Transmission et succession d’un domaine viticole
Transmettre un domaine viticole ne se résume pas à signer un acte, c’est un moment où se croisent droit des successions et du patrimoine, fiscalité complexe et histoire familiale. Pour de nombreux vignerons, la valeur élevée des vignes et des bâtiments fait exploser les droits de mutation, au risque de devoir vendre une partie du domaine pour payer le fisc. En parallèle, les enfants ne partagent pas toujours le même projet, certains souhaitent reprendre l’exploitation, d’autres préfèrent un partage purement financier, ce qui renforce le besoin d’un cadre juridique clair.
Pourquoi la transmission d’un domaine viticole est si sensible ?
Un domaine viticole cumule une forte valeur économique, une charge fiscale élevée et une dimension affective, ce qui rend le droit des successions et du patrimoine incontournable.
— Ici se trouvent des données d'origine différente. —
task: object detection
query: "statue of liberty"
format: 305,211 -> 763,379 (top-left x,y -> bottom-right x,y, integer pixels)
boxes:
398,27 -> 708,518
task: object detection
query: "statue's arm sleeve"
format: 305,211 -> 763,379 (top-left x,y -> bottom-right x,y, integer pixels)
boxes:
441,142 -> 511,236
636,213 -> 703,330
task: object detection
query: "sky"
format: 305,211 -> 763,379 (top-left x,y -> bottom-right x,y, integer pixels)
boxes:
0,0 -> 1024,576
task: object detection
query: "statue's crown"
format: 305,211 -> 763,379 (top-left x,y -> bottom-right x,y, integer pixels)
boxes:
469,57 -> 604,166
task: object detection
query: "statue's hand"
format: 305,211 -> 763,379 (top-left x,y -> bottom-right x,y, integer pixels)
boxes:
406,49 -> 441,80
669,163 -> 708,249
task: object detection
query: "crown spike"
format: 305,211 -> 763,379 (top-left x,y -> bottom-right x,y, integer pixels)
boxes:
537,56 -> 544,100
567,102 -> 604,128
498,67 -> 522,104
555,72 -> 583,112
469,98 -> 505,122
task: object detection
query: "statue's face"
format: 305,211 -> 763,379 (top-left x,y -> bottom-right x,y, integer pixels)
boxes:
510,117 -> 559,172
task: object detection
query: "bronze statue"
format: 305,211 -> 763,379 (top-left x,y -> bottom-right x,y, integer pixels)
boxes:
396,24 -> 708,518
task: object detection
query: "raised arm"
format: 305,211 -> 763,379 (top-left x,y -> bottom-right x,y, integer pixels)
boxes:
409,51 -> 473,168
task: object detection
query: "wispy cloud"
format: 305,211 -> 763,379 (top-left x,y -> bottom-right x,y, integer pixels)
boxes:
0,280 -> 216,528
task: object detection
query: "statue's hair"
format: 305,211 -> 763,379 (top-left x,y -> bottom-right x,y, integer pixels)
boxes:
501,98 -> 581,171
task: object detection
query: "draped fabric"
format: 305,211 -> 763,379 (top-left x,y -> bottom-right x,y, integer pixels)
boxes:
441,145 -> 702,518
En 2023, la valeur de la production viticole française avoisinait 15,5 milliards d’euros, soit environ 16% de la valeur de la production agricole nationale, ce qui illustre le poids de ce secteur dans le patrimoine des familles.
En parallèle, les terres viticoles connaissent une hausse régulière de prix, avec une progression d’environ 1,5 % du foncier viticole en 2023, ce qui renforce l’impact fiscal lors d’une succession. Cette pression foncière participe à la réduction du nombre d’exploitations, la France ayant perdu près de 11 000 entreprises viticoles entre 2010 et 2020, ce qui montre à quel point la gestion patrimoniale est devenue stratégique. Sans anticipation juridique et fiscale, un domaine peut se retrouver fragilisé en une seule génération.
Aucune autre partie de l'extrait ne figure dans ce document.